Early termination isn’t necessarily a good thing because if the number of groups is high enough for it to be likely that no single block will contain all the groups, the loop won’t exit early. Worse, with early termination, the exit condition from the loop is data dependent, which prevents aggressive unrolling, so the loop will actually be slower when it doesn’t exit early.

Benchmark	Mode	Threads	Samples	Score	Score Error (99.9%)	Unit	Param: groups	Param: length
GroupCount.fissured	avgt	1	5	41.606830	0.187490	ns/op	8	256
GroupCount.fissured	avgt	1	5	44.518117	0.183473	ns/op	8	512
GroupCount.fissured	avgt	1	5	50.099552	0.263780	ns/op	8	1024
GroupCount.fissured	avgt	1	5	61.991607	0.254863	ns/op	8	2048
GroupCount.fissured	avgt	1	5	134.196339	0.138997	ns/op	8	4096
GroupCount.fissured	avgt	1	5	542.240261	1.993239	ns/op	64	256
GroupCount.fissured	avgt	1	5	494.577003	0.331404	ns/op	64	512
GroupCount.fissured	avgt	1	5	501.147187	0.265733	ns/op	64	1024
GroupCount.fissured	avgt	1	5	510.997369	1.264461	ns/op	64	2048
GroupCount.fissured	avgt	1	5	575.261847	0.583042	ns/op	64	4096
GroupCount.fissured	avgt	1	5	603.379813	1.389718	ns/op	128	256
GroupCount.fissured	avgt	1	5	1121.185683	26.927230	ns/op	128	512
GroupCount.fissured	avgt	1	5	1132.562254	36.868698	ns/op	128	1024
GroupCount.fissured	avgt	1	5	1141.871722	18.612546	ns/op	128	2048
GroupCount.fissured	avgt	1	5	1198.111175	49.512727	ns/op	128	4096
GroupCount.fused	avgt	1	5	197.811972	0.352569	ns/op	8	256
GroupCount.fused	avgt	1	5	344.481666	0.602220	ns/op	8	512
GroupCount.fused	avgt	1	5	642.021575	2.235174	ns/op	8	1024
GroupCount.fused	avgt	1	5	1236.629115	7.446193	ns/op	8	2048
GroupCount.fused	avgt	1	5	2478.591752	2.470746	ns/op	8	4096
GroupCount.fused	avgt	1	5	380.130086	1.642884	ns/op	64	256
GroupCount.fused	avgt	1	5	441.293203	1.776462	ns/op	64	512
GroupCount.fused	avgt	1	5	793.848668	17.267290	ns/op	64	1024
GroupCount.fused	avgt	1	5	1265.961589	5.980144	ns/op	64	2048
GroupCount.fused	avgt	1	5	2340.019651	4.249029	ns/op	64	4096
GroupCount.fused	avgt	1	5	290.768967	9.365530	ns/op	128	256
GroupCount.fused	avgt	1	5	752.002294	0.905900	ns/op	128	512
GroupCount.fused	avgt	1	5	1110.519415	1.109794	ns/op	128	1024
GroupCount.fused	avgt	1	5	1887.382144	48.908744	ns/op	128	2048
GroupCount.fused	avgt	1	5	2550.872751	23.857060	ns/op	128	4096

results

As can be seen above, loop fission changes things a lot, and the effect of the number of groups is more pronounced in the fissured implementation.
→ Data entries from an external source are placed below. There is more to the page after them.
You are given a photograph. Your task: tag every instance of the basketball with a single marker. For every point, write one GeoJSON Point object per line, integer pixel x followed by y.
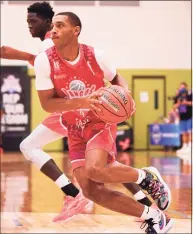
{"type": "Point", "coordinates": [117, 104]}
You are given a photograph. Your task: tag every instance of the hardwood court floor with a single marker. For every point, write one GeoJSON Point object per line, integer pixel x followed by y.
{"type": "Point", "coordinates": [29, 200]}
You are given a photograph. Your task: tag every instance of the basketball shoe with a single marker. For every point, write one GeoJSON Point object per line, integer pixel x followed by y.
{"type": "Point", "coordinates": [72, 206]}
{"type": "Point", "coordinates": [156, 188]}
{"type": "Point", "coordinates": [160, 224]}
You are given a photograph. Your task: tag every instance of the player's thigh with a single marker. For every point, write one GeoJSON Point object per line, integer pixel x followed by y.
{"type": "Point", "coordinates": [96, 158]}
{"type": "Point", "coordinates": [89, 187]}
{"type": "Point", "coordinates": [101, 148]}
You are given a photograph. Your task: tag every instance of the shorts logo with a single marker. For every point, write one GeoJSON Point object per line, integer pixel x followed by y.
{"type": "Point", "coordinates": [156, 133]}
{"type": "Point", "coordinates": [56, 65]}
{"type": "Point", "coordinates": [77, 88]}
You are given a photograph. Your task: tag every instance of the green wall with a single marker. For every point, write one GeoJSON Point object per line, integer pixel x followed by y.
{"type": "Point", "coordinates": [173, 78]}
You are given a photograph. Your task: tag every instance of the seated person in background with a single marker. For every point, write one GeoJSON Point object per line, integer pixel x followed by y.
{"type": "Point", "coordinates": [173, 117]}
{"type": "Point", "coordinates": [183, 103]}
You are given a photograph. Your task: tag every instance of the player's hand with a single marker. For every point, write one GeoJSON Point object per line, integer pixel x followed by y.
{"type": "Point", "coordinates": [31, 60]}
{"type": "Point", "coordinates": [92, 102]}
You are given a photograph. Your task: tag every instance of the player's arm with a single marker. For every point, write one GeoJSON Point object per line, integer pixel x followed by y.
{"type": "Point", "coordinates": [11, 53]}
{"type": "Point", "coordinates": [47, 93]}
{"type": "Point", "coordinates": [119, 80]}
{"type": "Point", "coordinates": [110, 73]}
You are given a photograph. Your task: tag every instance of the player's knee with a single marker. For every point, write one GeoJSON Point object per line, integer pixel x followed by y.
{"type": "Point", "coordinates": [26, 148]}
{"type": "Point", "coordinates": [23, 146]}
{"type": "Point", "coordinates": [92, 191]}
{"type": "Point", "coordinates": [95, 173]}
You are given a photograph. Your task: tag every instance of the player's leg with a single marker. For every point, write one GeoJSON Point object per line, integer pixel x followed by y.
{"type": "Point", "coordinates": [189, 133]}
{"type": "Point", "coordinates": [116, 201]}
{"type": "Point", "coordinates": [149, 179]}
{"type": "Point", "coordinates": [32, 149]}
{"type": "Point", "coordinates": [183, 131]}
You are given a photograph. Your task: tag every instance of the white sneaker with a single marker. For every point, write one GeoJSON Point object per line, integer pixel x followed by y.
{"type": "Point", "coordinates": [160, 224]}
{"type": "Point", "coordinates": [183, 150]}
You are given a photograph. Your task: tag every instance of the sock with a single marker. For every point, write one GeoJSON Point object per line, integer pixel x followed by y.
{"type": "Point", "coordinates": [141, 176]}
{"type": "Point", "coordinates": [184, 145]}
{"type": "Point", "coordinates": [142, 198]}
{"type": "Point", "coordinates": [149, 213]}
{"type": "Point", "coordinates": [66, 186]}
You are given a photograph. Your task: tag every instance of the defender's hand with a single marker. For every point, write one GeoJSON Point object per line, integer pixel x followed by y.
{"type": "Point", "coordinates": [92, 102]}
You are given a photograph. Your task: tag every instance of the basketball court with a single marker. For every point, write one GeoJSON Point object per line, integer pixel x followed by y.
{"type": "Point", "coordinates": [29, 200]}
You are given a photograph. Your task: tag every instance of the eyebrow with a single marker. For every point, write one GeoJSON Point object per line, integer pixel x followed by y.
{"type": "Point", "coordinates": [59, 22]}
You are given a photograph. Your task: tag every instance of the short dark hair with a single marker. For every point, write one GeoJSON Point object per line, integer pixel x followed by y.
{"type": "Point", "coordinates": [184, 83]}
{"type": "Point", "coordinates": [74, 19]}
{"type": "Point", "coordinates": [43, 9]}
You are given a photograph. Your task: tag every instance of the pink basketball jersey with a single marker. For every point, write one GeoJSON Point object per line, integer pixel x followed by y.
{"type": "Point", "coordinates": [74, 81]}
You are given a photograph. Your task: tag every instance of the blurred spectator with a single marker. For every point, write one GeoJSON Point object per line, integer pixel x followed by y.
{"type": "Point", "coordinates": [2, 111]}
{"type": "Point", "coordinates": [173, 117]}
{"type": "Point", "coordinates": [183, 103]}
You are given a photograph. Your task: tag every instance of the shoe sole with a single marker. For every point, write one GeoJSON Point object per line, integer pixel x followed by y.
{"type": "Point", "coordinates": [169, 226]}
{"type": "Point", "coordinates": [78, 211]}
{"type": "Point", "coordinates": [156, 172]}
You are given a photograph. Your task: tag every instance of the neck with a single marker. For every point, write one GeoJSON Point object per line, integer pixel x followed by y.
{"type": "Point", "coordinates": [42, 37]}
{"type": "Point", "coordinates": [69, 52]}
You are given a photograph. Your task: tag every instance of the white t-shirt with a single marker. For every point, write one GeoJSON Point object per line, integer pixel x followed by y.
{"type": "Point", "coordinates": [43, 70]}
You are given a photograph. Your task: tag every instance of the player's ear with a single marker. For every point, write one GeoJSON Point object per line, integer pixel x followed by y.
{"type": "Point", "coordinates": [77, 31]}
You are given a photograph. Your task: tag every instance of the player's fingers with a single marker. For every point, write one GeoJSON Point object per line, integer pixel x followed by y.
{"type": "Point", "coordinates": [97, 94]}
{"type": "Point", "coordinates": [95, 108]}
{"type": "Point", "coordinates": [95, 101]}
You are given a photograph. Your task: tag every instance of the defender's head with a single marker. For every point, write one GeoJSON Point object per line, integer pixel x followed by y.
{"type": "Point", "coordinates": [39, 18]}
When the ratio between length and groups is high, the fissured implementation wins (see 4096/8 134ns vs 2479ns). When the ratio is low, the effect is less extreme but in the opposite direction (see 512/128 1121ns vs 752ns). If you like looking at things like perfasm output to compare the counted and non–counted loop, it is here. Given that there are statistics about the number of groups, and the block size is a small and bounded value, fission allows a data driven decision to be made for whether to attempt to exit the second loop early.